Section 2 - GCE - Instance Groups and Load Balancing

Instance Groups

Two Types of Instance Groups:

Managed : Identical VMs created using an instance template: - Features: Auto scaling, auto healing and managed releases. - All instances must be same machine type.

Unmanaged : Different configuration for VMs in same group: - Does NOT offer auto scaling, auto healing & other services. - NOT Recommended unless you need different kinds of VMs.

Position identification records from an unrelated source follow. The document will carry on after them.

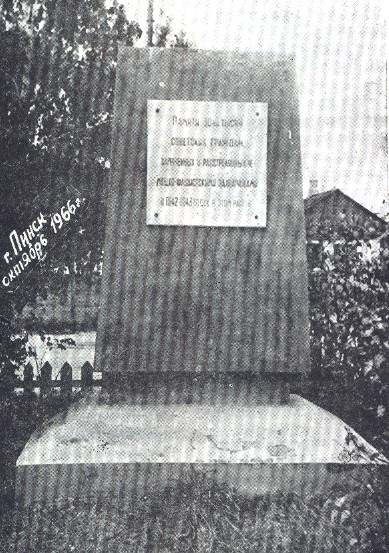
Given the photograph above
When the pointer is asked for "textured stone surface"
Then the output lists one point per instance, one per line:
(195, 299)
(298, 432)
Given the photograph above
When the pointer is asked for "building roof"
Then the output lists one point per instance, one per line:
(315, 199)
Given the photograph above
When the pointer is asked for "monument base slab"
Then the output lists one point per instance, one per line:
(101, 449)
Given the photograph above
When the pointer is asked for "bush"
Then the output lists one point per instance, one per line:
(349, 313)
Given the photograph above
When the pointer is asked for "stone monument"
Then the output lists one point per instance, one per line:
(204, 268)
(204, 309)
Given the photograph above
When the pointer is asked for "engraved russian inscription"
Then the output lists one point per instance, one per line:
(206, 163)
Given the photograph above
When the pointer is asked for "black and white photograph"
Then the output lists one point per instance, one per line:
(194, 276)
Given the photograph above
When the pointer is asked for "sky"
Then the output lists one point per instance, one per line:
(340, 51)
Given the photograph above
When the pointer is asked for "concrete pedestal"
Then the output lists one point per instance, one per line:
(100, 449)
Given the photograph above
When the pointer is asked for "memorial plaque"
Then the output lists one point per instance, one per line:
(206, 163)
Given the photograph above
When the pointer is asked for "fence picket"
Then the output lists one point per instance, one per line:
(46, 376)
(28, 379)
(66, 379)
(86, 375)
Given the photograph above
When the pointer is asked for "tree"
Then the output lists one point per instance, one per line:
(349, 312)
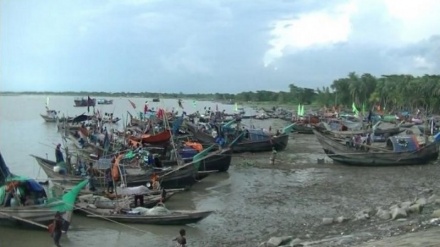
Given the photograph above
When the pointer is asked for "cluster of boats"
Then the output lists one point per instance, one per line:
(352, 140)
(127, 175)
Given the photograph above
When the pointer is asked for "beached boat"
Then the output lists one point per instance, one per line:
(303, 128)
(399, 150)
(253, 140)
(24, 200)
(84, 102)
(104, 202)
(159, 138)
(158, 215)
(51, 116)
(104, 101)
(169, 177)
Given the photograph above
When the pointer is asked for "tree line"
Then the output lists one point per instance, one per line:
(390, 92)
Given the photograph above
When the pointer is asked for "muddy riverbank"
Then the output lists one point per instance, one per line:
(316, 191)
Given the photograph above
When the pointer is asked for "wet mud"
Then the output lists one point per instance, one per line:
(256, 200)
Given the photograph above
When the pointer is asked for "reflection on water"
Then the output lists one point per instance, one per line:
(234, 196)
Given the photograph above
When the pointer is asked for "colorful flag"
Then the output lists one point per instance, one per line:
(146, 107)
(89, 102)
(132, 104)
(160, 113)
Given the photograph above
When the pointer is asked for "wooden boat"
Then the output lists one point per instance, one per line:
(42, 211)
(169, 217)
(253, 140)
(343, 130)
(402, 150)
(160, 138)
(170, 178)
(84, 102)
(101, 202)
(216, 160)
(303, 128)
(51, 116)
(104, 101)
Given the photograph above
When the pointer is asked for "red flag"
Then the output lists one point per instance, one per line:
(132, 104)
(160, 113)
(89, 103)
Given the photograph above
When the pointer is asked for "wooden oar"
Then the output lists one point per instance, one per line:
(25, 220)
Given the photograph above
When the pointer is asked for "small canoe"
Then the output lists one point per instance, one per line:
(173, 217)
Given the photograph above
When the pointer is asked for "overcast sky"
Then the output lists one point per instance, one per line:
(211, 46)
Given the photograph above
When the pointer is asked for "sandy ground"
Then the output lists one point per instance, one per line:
(304, 192)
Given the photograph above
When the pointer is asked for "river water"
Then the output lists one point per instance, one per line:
(252, 201)
(24, 132)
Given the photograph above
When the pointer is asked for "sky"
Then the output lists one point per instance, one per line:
(211, 46)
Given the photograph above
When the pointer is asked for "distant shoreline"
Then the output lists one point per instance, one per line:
(204, 97)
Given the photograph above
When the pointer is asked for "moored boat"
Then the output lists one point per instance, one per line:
(251, 140)
(104, 101)
(399, 150)
(84, 102)
(158, 215)
(51, 116)
(24, 200)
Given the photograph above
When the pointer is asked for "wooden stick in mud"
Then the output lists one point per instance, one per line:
(25, 220)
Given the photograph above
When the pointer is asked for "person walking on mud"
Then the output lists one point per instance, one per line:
(56, 228)
(181, 240)
(273, 156)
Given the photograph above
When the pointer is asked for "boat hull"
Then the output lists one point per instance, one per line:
(182, 178)
(48, 119)
(345, 155)
(278, 142)
(176, 218)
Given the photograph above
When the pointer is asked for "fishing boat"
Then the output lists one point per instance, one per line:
(84, 102)
(253, 140)
(24, 200)
(51, 116)
(158, 215)
(303, 128)
(104, 101)
(159, 138)
(399, 150)
(169, 177)
(105, 202)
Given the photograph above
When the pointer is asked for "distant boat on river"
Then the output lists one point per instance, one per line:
(83, 102)
(105, 101)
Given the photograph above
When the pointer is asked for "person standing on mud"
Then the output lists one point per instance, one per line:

Can be in a single Zone or over a Region.

Managed Instance Groups

  • Maintain certain number of instances (If an instance crashes, MIG launches another instance).
  • Detect application failures using health checks (Self Healing).
  • Increase and decrease instances based on load (Auto Scaling).
  • Add Load Balancer to distribute load.
  • Create instances in multiple zones (regional MIGs).
  • Regional MIGs provide higher availability compared to zonal MIGs.
  • Release new application versions without downtime.
  • Rolling updates: Release new version step by step (gradually). Update a percentage of instances to the new version at a time.
  • Canary Deployment: Test new version with a group of instances before. releasing it across all instances.

Auto Scaling

Can configure:

  • Minimum number of instances.
  • Maximum number of instances.
  • Autoscaling metrics:
  • CPU Utilization target or Load Balancer Utilization target or Any other metric from Stack Driver.
  • Cool-down period: How long to wait before looking at auto scaling metrics again? (to prevent frequent scaling up / down).
  • Scale In Controls: Prevent a sudden drop in no of VM instances (Example: Don't scale in by more than 10% or 3 instances in 5 minutes).

Rolling Updates

  • Replace instance template with a new template.
  • Can replace instances (create new, delete old).
  • Can restart instances (so instance will be temporarily unavailable).
  • Can use canary testing (test 'n' instances and if good update all).
  • Maximum surge: How many instances are added at any point in time? (how many temporary additional instances above the current number).
  • Maximum unavailable: How many instances can be offline during the update? (set this to 0 for no reduction in capacity - therefore new instances added before current instances removed).

Cloud Load Balancing

Distributes user traffic across instances of an application in single region or multiple regions.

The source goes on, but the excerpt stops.